House Republicans left town for their long August recess on Thursday after passing one government funding bill and abruptly bailing on another, as tensions flared within the GOP conference over spending cuts and abortion.
The House passed a spending bill in a 219-211 vote that would fund the Department of Veterans Affairs and military-construction projects (sometimes known as MilCon-VA). GOP leaders had hoped to also approve another bill that would fund the Department of Agriculture and the Food and Drug Administration, sending GOP lawmakers home on a unified note. But they fell short of securing enough support for the legislation, which would impose hefty cuts to nutrition programs, among other measures.

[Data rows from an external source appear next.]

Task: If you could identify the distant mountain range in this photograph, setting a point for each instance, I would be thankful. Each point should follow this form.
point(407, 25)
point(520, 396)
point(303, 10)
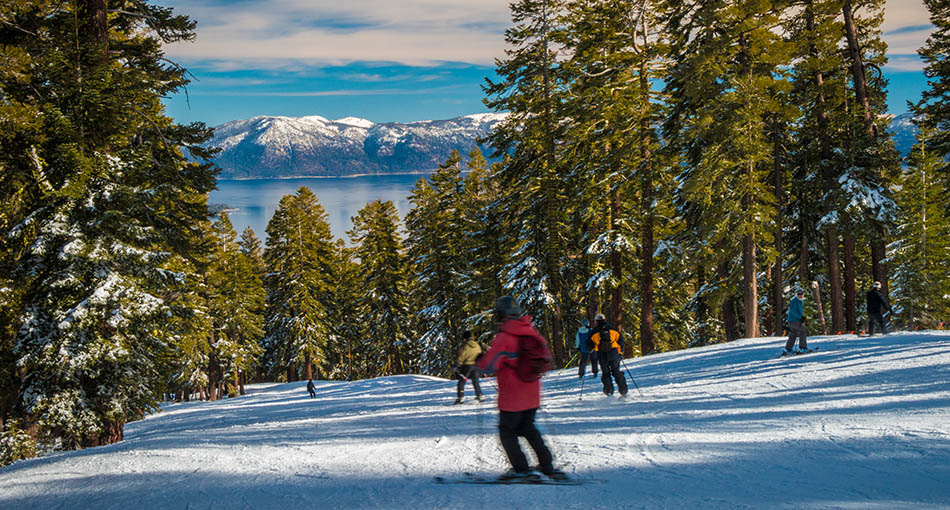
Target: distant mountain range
point(269, 147)
point(904, 132)
point(273, 147)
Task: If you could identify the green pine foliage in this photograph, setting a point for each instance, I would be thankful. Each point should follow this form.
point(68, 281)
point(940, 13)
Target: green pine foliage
point(727, 62)
point(300, 258)
point(383, 270)
point(921, 252)
point(236, 305)
point(102, 202)
point(530, 90)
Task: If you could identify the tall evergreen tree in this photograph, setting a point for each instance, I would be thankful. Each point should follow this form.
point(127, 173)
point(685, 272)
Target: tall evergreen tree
point(727, 61)
point(436, 248)
point(530, 91)
point(933, 110)
point(236, 306)
point(383, 277)
point(299, 258)
point(921, 251)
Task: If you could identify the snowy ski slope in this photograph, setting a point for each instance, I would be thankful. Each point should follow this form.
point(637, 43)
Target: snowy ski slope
point(862, 424)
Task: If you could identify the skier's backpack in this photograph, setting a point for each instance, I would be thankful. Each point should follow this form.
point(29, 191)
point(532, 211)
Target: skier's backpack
point(534, 358)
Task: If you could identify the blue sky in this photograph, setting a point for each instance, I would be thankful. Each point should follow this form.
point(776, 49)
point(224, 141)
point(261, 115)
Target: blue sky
point(391, 60)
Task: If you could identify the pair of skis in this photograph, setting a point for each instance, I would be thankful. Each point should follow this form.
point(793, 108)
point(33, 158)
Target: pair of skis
point(470, 478)
point(784, 354)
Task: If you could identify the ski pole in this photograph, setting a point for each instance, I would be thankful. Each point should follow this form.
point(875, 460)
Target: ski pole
point(571, 360)
point(635, 385)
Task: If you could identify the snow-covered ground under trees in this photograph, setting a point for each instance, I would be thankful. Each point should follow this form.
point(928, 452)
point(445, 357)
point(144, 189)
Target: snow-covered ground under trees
point(862, 424)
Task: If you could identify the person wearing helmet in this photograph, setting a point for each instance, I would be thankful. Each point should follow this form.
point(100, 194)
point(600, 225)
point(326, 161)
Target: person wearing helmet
point(609, 348)
point(518, 400)
point(877, 303)
point(796, 324)
point(584, 345)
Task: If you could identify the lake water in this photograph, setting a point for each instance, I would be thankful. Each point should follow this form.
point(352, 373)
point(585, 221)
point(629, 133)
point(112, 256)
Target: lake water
point(342, 197)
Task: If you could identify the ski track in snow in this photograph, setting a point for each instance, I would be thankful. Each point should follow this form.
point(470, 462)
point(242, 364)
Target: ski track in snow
point(860, 424)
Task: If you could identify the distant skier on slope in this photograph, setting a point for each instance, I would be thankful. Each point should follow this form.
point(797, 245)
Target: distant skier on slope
point(518, 400)
point(584, 345)
point(469, 352)
point(609, 349)
point(796, 324)
point(877, 303)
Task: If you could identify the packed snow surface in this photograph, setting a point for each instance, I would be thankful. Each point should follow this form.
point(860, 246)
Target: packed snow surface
point(861, 424)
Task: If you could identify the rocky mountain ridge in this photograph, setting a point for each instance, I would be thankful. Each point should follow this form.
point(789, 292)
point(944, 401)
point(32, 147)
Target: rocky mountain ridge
point(275, 146)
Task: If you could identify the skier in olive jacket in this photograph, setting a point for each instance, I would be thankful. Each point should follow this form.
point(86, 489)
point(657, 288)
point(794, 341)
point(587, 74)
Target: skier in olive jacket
point(582, 343)
point(877, 303)
point(796, 324)
point(609, 348)
point(518, 401)
point(467, 370)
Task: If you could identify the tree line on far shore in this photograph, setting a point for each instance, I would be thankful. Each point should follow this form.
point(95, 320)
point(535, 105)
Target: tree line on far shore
point(678, 166)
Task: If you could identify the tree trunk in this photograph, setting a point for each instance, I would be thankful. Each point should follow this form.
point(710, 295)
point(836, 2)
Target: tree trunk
point(778, 303)
point(803, 274)
point(616, 267)
point(727, 308)
point(834, 280)
point(646, 226)
point(750, 291)
point(95, 27)
point(850, 302)
point(821, 311)
point(878, 254)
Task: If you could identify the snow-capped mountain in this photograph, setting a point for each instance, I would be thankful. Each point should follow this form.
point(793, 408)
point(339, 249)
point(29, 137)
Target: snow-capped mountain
point(315, 146)
point(904, 132)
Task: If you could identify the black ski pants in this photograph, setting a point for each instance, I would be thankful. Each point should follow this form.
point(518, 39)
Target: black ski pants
point(610, 368)
point(515, 424)
point(471, 373)
point(876, 317)
point(585, 357)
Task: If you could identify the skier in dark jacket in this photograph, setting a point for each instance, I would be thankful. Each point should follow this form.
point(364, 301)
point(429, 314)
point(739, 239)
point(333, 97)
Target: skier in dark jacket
point(609, 348)
point(467, 370)
point(586, 353)
point(796, 324)
point(518, 400)
point(877, 303)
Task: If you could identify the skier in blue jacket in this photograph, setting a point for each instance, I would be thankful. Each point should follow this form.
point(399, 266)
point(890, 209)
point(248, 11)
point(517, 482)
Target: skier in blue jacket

“The votes aren’t there for the bill because a lot of people have a lot of concerns,” Rep. Mike Lawler, R-N.Y., told Semafor, adding he’d been communicating with GOP leaders. He said there were disagreements over proposed spending cuts that go beyond what’s been approved in committees and abortion-related provisions that hardline conservatives are demanding.
The result: Congress is gone for six weeks with less progress than they hoped for on must-pass bills ahead of a potential government shutdown in the fall.
“We have an October 1 problem; we have a January 1 problem,” said Rep. Steve Womack, R-Ark., a Republican on the House Appropriations panel, referring to a pair of key funding deadlines. “How we address those is gonna be a pretty heavy lift for leadership, as evidenced by the fact that we just lost two Republicans on that last vote. We shouldn’t be losing any.”
House Speaker Kevin McCarthy said he met with Senate Majority Leader Chuck Schumer to find common ground on government funding. “I don’t want the government to shut down,” McCarthy said at a press conference.
The House will next convene on Sept. 12 faced with a time-crunch and a legislative pile-up. At that point, House Republicans still need to pass 11 more spending bills with 12 legislative days left until the Sept. 30 funding deadline to avert a shutdown, and two of them are still bogged down in committee: Labor-HHS-Education and Commerce-Justice-Science.
In the Agriculture-FDA spending bill, conservatives are seeking to include language reversing the FDA’s new rule expanding access to mifepristone, the abortion pill, through the mail and retail locations. Biden-district Republicans in particular are balking at the provision, Politico reported.
Some are starting to suggest that a stopgap funding measure will be needed to keep the government open beyond Sept. 30 while Republicans inch towards a broader funding agreement. “I sincerely hope we get something resolved by Sept. 30,” Rep. Chuck Fleischmann, R-Tenn., another Republican on the Appropriations panel, said. “That’s probably going to look like a shorter-term CR.”
The View From The Senate
Senate appropriators on Thursday reached a milestone and passed all 12 appropriations bills out of committee for the first time since 2018. There’s been little of the partisan rancor that’s characterized similar proceedings in the House, and senators seem eager to bring them to the floor.
“My hope is that Leader Schumer will bring a mini-bus of two or three of our bills to the Senate floor immediately upon our return,” Sen. Susan Collins, R-Maine, the ranking Republican on the Senate Appropriations panel, told reporters.